Set `NYX_NO_TELEMETRY=1` to disable event writes.
## Feedback
To record a bad verdict:
```bash
nyx verify-feedback <finding_id> --wrong "reason"
```
Feedback is written to the local event log. Nyx does not upload it.
## Determinism
Every random source is seeded from the spec hash, so two runs of the same spec
produce identical payloads and identical verdicts. `scripts/check_no_unseeded_rand.sh`
audits the tree for unseeded `rand` usage on every CI run.
## Limitations
- The harness drives the finding's enclosing entry function when one is
derivable, routing the payload to the tainted parameter, so a guard in the
code around the sink (a merge target built with `Object.create(null)`, an
`ObjectInputStream` subclass whose `resolveClass` enforces an allowlist, a
const-name check before `Marshal.load`) runs first and participates in the
verdict. The build-time choice is recorded on the verify trace as
`entry_invocation` (`mode=entry_function` or `mode=direct_sink`). When no
enclosing entry can be derived the harness falls back to driving the sink
directly, and that fallback can over-confirm a guard it never executes. Read
a `direct_sink` `Confirmed` as "this sink is reachable and fires on attacker
input," not "this exact code path has no in-line mitigation." Framework-level
guards (auth middleware, helmet) are also recognized and demote to
`ConfirmedWithKnownGuard`.
- Per-language payload curation is uneven. Command and code injection ship for
all ten languages; the classic data-style injection caps (SQL, path
traversal, SSRF, XSS) ship a tuned set for Rust and fall back to a
language-neutral payload union elsewhere; the framework-specific caps are
curated for the languages where they occur. The matrix above is the precise
state.
- A `NotConfirmed` verdict is not a clean bill. It means the harness did not
fire, which can be an infeasible path or a corpus that does not cover the
shape. Keep reviewing `NotConfirmed` findings.
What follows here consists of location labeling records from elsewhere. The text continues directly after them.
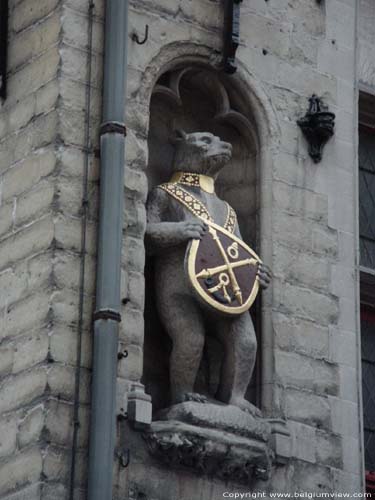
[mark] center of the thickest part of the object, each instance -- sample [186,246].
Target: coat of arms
[222,270]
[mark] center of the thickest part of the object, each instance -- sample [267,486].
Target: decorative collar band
[204,182]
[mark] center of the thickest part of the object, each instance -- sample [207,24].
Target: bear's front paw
[191,230]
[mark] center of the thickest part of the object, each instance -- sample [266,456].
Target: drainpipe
[107,314]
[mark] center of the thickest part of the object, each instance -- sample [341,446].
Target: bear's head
[200,152]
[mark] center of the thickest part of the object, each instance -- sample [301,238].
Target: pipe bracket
[112,128]
[107,314]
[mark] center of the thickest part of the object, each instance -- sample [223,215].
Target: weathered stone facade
[307,214]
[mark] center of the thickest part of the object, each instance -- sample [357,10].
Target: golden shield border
[190,259]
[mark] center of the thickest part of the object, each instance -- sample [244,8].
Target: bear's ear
[178,136]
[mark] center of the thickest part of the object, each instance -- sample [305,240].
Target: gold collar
[205,182]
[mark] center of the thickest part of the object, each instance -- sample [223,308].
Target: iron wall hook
[124,458]
[136,39]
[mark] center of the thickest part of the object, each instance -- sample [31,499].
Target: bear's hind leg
[184,323]
[240,346]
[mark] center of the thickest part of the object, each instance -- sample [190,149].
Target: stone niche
[211,438]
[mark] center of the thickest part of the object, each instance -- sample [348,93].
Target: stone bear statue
[170,227]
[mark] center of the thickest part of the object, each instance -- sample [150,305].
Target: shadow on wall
[199,99]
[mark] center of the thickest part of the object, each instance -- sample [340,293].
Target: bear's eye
[206,140]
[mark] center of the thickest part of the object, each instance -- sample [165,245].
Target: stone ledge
[208,451]
[218,440]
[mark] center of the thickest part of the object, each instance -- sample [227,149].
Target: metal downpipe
[108,299]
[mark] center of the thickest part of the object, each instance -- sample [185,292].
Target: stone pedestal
[213,439]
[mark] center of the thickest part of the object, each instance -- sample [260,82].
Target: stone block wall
[288,51]
[42,160]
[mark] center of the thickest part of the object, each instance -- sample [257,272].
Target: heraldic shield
[222,270]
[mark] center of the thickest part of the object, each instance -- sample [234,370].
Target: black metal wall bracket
[317,126]
[231,34]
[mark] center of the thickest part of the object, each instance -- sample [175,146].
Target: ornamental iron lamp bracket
[317,127]
[231,34]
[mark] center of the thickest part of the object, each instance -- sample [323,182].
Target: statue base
[213,439]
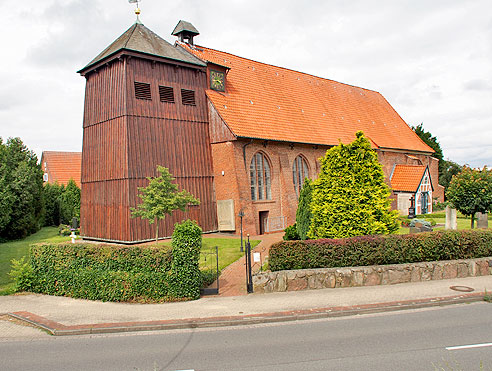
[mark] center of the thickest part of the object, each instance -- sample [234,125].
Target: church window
[142,91]
[188,97]
[300,172]
[260,177]
[166,94]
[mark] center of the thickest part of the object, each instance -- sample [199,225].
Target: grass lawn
[19,248]
[229,252]
[462,222]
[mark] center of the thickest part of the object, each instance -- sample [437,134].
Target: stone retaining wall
[307,279]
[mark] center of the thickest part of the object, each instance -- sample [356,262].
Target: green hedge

- The process backend is weaker isolation than Docker. Use `--backend docker`
or `--harden strict` for untrusted code, and never `--unsafe-sandbox` in CI.
- Real-corpus acceptance rows (OWASP Benchmark, NodeGoat, Juice Shop, and the
polyglot set) self-skip in CI unless the corresponding `NYX_*_CORPUS`
environment variable points at a checkout. They are not vendored into the
repo.
- C and C++ have no framework adapters. Findings in those languages verify
through `argv` and `stdin` entry points only.
## Browser UI
`nyx serve` shows dynamic verdicts on finding detail pages, uses them in
ranking, and can compare verdict changes between saved scans. See
[Output formats](output.md) for the `dynamic_verdict` schema.